Lecanora sanctae-helenae

Scientific classification
- Domain: Eukaryota
- Kingdom: Fungi
- Division: Ascomycota
- Class: Lecanoromycetes
- Order: Lecanorales
- Family: Lecanoraceae
- Genus: Lecanora
- Species: L. sanctae-helenae
- Binomial name: Lecanora sanctae-helenae Müll.Arg. (1893)
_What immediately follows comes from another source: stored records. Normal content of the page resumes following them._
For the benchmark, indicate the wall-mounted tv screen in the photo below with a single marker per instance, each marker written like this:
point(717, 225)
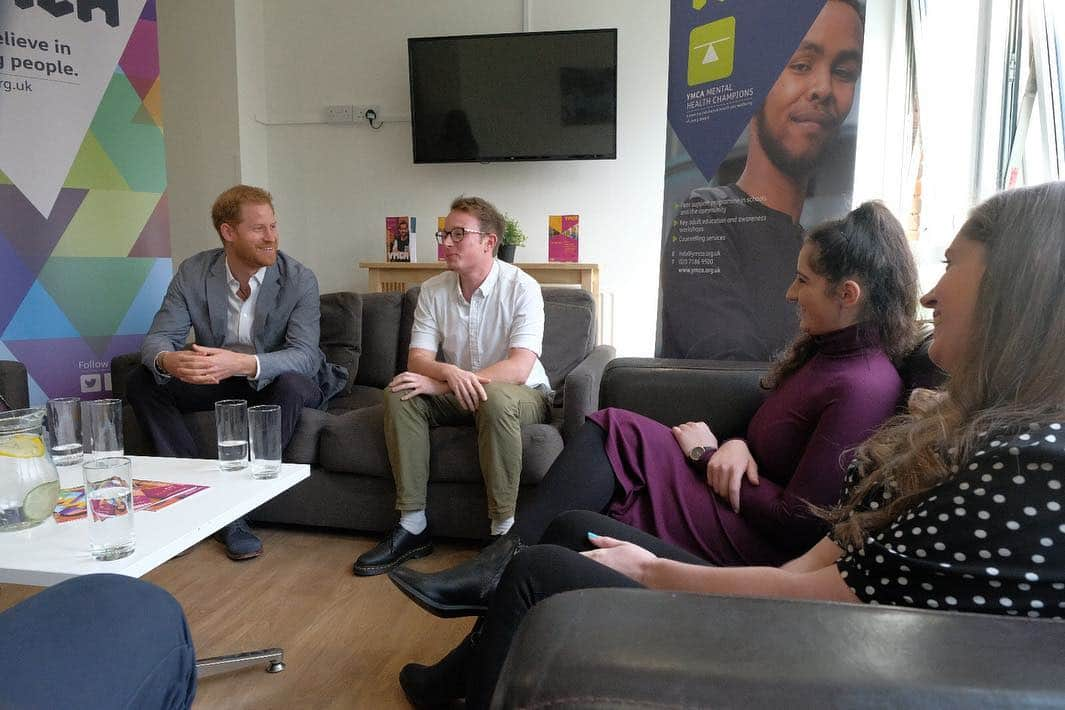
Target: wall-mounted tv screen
point(529, 96)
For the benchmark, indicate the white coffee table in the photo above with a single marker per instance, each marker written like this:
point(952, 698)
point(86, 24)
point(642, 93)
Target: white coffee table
point(53, 551)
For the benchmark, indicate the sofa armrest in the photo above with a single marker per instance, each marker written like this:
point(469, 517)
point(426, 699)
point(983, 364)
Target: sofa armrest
point(582, 389)
point(120, 368)
point(607, 648)
point(14, 384)
point(723, 394)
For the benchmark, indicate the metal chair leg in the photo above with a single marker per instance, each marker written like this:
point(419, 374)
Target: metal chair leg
point(230, 662)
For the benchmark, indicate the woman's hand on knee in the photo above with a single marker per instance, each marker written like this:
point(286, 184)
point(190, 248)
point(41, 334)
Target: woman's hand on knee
point(620, 556)
point(412, 384)
point(726, 468)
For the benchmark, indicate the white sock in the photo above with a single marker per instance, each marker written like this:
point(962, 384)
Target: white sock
point(501, 527)
point(413, 521)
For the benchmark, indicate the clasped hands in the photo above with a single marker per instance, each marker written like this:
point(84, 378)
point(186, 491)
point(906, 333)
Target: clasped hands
point(726, 467)
point(468, 387)
point(203, 365)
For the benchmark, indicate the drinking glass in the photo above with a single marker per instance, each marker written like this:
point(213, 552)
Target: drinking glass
point(264, 436)
point(231, 420)
point(101, 428)
point(109, 500)
point(64, 425)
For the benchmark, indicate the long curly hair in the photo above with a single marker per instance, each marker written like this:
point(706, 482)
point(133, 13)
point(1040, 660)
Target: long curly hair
point(869, 246)
point(1013, 372)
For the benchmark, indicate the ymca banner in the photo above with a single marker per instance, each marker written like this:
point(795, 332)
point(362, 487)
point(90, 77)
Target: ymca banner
point(84, 231)
point(763, 99)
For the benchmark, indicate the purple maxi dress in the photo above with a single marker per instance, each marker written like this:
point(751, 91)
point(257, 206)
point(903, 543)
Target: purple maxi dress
point(798, 438)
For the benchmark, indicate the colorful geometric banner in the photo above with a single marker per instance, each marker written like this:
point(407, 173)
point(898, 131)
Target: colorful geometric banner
point(85, 260)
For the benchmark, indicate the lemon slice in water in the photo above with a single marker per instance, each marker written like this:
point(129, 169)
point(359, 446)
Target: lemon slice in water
point(22, 446)
point(41, 501)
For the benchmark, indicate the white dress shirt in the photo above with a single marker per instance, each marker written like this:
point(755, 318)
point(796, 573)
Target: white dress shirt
point(241, 314)
point(505, 312)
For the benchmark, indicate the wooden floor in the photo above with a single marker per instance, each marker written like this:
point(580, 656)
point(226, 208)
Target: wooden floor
point(345, 638)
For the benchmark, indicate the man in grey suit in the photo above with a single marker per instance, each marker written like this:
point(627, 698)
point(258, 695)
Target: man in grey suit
point(255, 313)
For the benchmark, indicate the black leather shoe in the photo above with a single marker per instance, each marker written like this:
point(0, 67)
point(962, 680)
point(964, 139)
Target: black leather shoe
point(240, 542)
point(399, 546)
point(463, 590)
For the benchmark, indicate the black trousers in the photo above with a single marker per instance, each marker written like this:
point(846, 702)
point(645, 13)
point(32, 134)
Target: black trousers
point(582, 478)
point(542, 571)
point(97, 641)
point(159, 407)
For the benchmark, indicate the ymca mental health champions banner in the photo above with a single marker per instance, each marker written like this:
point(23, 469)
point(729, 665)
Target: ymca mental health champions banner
point(84, 232)
point(762, 113)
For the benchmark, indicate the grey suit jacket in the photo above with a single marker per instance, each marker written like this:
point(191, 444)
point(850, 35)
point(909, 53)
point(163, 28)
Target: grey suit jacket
point(285, 322)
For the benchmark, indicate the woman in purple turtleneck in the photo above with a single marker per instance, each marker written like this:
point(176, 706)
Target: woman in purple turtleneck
point(743, 501)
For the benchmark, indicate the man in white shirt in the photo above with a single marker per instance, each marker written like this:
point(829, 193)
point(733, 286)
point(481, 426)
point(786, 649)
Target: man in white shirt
point(255, 312)
point(486, 316)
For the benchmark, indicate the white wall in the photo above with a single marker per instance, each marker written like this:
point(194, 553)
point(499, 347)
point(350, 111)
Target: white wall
point(334, 184)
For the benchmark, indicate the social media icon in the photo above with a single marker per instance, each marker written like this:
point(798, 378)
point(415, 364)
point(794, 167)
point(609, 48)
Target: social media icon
point(711, 49)
point(91, 382)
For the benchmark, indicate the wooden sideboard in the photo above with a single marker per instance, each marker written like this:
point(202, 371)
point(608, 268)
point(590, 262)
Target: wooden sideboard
point(397, 276)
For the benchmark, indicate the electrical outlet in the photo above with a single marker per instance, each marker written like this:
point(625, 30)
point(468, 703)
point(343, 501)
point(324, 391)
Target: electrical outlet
point(340, 114)
point(360, 112)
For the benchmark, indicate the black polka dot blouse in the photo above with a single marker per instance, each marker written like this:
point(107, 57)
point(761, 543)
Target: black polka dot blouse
point(988, 540)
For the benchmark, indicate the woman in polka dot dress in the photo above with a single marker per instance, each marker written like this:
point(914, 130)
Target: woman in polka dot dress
point(954, 507)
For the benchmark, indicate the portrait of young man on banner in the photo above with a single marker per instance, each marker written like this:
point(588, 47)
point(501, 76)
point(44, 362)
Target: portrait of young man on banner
point(735, 209)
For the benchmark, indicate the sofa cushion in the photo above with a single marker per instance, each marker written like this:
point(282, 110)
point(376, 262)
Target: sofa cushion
point(380, 332)
point(454, 449)
point(341, 332)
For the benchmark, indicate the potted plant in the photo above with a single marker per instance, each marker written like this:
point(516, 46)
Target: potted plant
point(511, 238)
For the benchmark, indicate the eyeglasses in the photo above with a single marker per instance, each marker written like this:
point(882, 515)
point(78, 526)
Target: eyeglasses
point(457, 234)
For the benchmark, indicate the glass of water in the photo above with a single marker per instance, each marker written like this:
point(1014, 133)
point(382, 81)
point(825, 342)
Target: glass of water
point(64, 425)
point(231, 420)
point(264, 430)
point(101, 428)
point(109, 499)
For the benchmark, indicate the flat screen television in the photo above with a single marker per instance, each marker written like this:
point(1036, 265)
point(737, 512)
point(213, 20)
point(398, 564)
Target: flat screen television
point(528, 96)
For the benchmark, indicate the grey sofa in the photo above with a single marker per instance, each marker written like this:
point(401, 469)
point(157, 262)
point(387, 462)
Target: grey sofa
point(637, 648)
point(350, 484)
point(14, 384)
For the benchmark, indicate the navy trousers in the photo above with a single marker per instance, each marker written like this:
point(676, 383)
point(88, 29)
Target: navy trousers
point(159, 407)
point(98, 641)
= Lecanora sanctae-helenae =

- Authority: Müll.Arg. (1893)

Species of lichen

Lecanora sanctae-helenae is a species of saxicolous (rock-dwelling), crustose lichen in the family Lecanoraceae. It was formally described as a new species in 1893 by Swiss botanist Johannes Müller Argoviensis, from specimens collected in Saint Helena Island by British amateur naturalist John Charles Melliss. The type locality is referenced in the species epithet. More than a century later, it was accepted in a 1995 revision of the species complex related to Lecanora subcarnea. For decades it was thought to be endemic to this island, where it occurs on siliceous rocks. It was reported from Ascension Island in 2008, where it is locally common.

==Description==
The lichen has a thick, greyish-white to creamish, crust-like thallus lacking soredia and a prothallus. The apothecia are irregularly rounded and measure 0.5–2 mm in diameter, with a reddish to pinkish thickly covered with pruina; the apothecia have characteristically thick margins. It produces hyaline, non-septate ascospores measuring 9–12 by 5–7 μm. The spores number eight per ascus. Atranorin, norstictic acid, placodioloic acid, and protocetraric acid are major lichen products in Lecanora sanctae-helenae; chloroatranorin and salazinic acid are minor substances. Lecanora farinacea is morphologically similar, but that species does not contain placodioloic acid.